Desktop Control: Under the Hood
Companion to Desktop Control.
Display devices
Sandbox(image="ubuntu-desktop", enable_display=True)# enable_display=True adds:
-device virtio-gpu-pci \
-display vnc=127.0.0.1:0 \
-device usb-ehci,id=ehci \
-device usb-tablet,bus=ehci.0 \
-device virtio-keyboard-pci# enable_display=False (default) uses:
-nographic -vga none| Flag | Purpose |
|---|---|
-device virtio-gpu-pci | Virtual GPU — guest renders to a framebuffer QEMU can read. On x86_64 this is -device virtio-vga instead. |
-display vnc=127.0.0.1:0 | VNC server on localhost (display 0 = port 5900). For debugging; Quicksand uses QMP, not VNC. |
-device usb-ehci,id=ehci | USB 2.0 host controller (bus for the tablet device) |
-device usb-tablet,bus=ehci.0 | Absolute-positioning input device (see Mouse below) |
-device virtio-keyboard-pci | Virtual keyboard for QMP key injection.

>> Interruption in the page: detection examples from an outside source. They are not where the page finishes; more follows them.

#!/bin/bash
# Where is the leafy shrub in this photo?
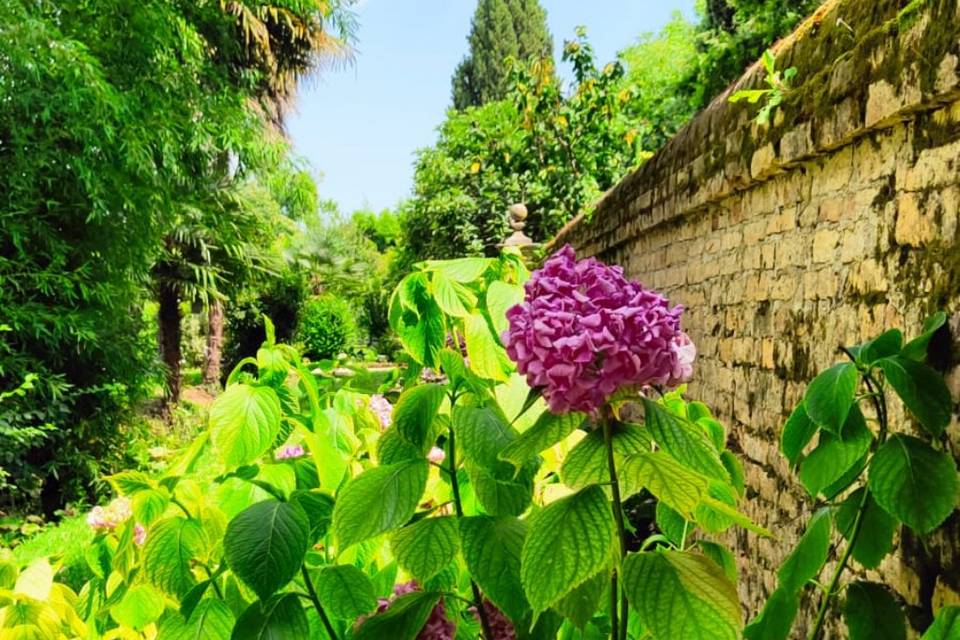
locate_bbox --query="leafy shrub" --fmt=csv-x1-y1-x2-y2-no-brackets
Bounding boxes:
0,254,960,640
297,295,358,360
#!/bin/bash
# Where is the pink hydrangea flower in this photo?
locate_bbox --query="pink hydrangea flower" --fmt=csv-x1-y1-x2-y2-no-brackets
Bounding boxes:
87,496,133,533
503,245,695,414
273,444,307,460
369,393,393,429
357,580,457,640
133,522,147,547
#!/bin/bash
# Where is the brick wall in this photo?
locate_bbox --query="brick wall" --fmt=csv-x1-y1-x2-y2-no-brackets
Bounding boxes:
554,0,960,637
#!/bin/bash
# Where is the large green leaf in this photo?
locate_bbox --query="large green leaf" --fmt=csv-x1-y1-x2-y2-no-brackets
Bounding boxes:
560,423,651,489
777,508,833,593
643,398,730,482
780,402,817,465
877,356,953,438
803,362,859,435
499,411,585,468
353,592,440,640
800,405,873,496
836,487,897,569
869,435,958,533
623,551,742,640
843,582,907,640
143,517,206,598
743,587,800,640
333,460,429,550
110,584,166,631
210,384,280,467
920,606,960,640
390,516,460,583
316,564,377,621
460,516,530,625
486,280,523,333
157,598,235,640
463,313,512,382
231,593,310,640
393,384,445,455
223,500,310,600
520,486,614,612
620,451,710,520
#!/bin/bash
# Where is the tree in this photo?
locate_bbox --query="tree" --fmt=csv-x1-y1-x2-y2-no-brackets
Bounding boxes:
452,0,553,110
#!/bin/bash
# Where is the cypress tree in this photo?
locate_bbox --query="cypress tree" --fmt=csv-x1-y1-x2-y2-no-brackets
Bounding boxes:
452,0,553,109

Required on ARM64 virt which has no PS/2 controller. |
The VNC port is auto-allocated in the 5900-5999 range. QEMU's VNC syntax uses a display number: -display vnc=127.0.0.1:{port - 5900}.
Screenshots
await sb.screenshot("screen.png"){"execute": "screendump", "arguments": {"filename": "/tmp/screen.ppm"}}QMP screendump reads the GPU framebuffer and writes it to a host file. The output format is PPM (a raw bitmap format). Quicksand converts PPM to PNG using struct + zlib. No Pillow is needed. If QEMU outputs PNG directly (some builds do), it's detected via magic bytes and used as-is.
Keyboard
await sb.type_text("hello")Each character is mapped to a QKeyCode and sent via QMP send-key:
{"execute": "send-key", "arguments": {"keys": [{"type": "qcode", "data": "h"}], "hold-time": 1}}
{"execute": "send-key", "arguments": {"keys": [{"type": "qcode", "data": "e"}], "hold-time": 1}}
{"execute": "send-key", "arguments": {"keys": [{"type": "qcode", "data": "l"}], "hold-time": 1}}
{"execute": "send-key", "arguments": {"keys": [{"type": "qcode", "data": "l"}], "hold-time": 1}}
{"execute": "send-key", "arguments": {"keys": [{"type": "qcode", "data": "o"}], "hold-time": 1}}hold-time=1 (1ms) is critical. The default is 100ms, which means send-key blocks for 100ms per character. Typing "hello" would take 500ms. At 1ms it takes ~5ms.
Uppercase and symbols use shift:
await sb.type_text("Hello!"){"execute": "send-key", "arguments": {"keys": [{"type": "qcode", "data": "shift"}, {"type": "qcode", "data": "h"}], "hold-time": 1}}
...
{"execute": "send-key", "arguments": {"keys": [{"type": "qcode", "data": "shift"}, {"type": "qcode", "data": "1"}], "hold-time": 1}}await sb.press_key(Key.CTRL, Key.C){"execute": "send-key", "arguments": {"keys": [{"type": "qcode", "data": "ctrl"}, {"type": "qcode", "data": "c"}], "hold-time": 100}}press_key() uses the default 100ms hold time. Modifier combos need the keys held long enough for the guest to register them.
Mouse
await sb.mouse_move(500, 300){"execute": "input-send-event", "arguments": {"events": [
{"type": "abs", "data": {"axis": "x", "value": 500}},
{"type": "abs", "data": {"axis": "y", "value": 300}}
]}}The coordinates are absolute (0-32767 range on each axis). This is why the input device is a USB tablet (-device usb-tablet) rather than a relative mouse. A relative mouse would need to know the current position and calculate deltas, and rounding errors would cause drift over time.
await sb.mouse_click("left")Down and up are sent as separate QMP calls so window managers see a distinct button-press event:
{"execute": "input-send-event", "arguments": {"events": [{"type": "btn", "data": {"button": "left", "down": true}}]}}
{"execute": "input-send-event", "arguments": {"events": [{"type": "btn", "data": {"button": "left", "down": false}}]}}Double-clicks add a 50ms pause between the two click sequences so the window manager registers them as distinct clicks.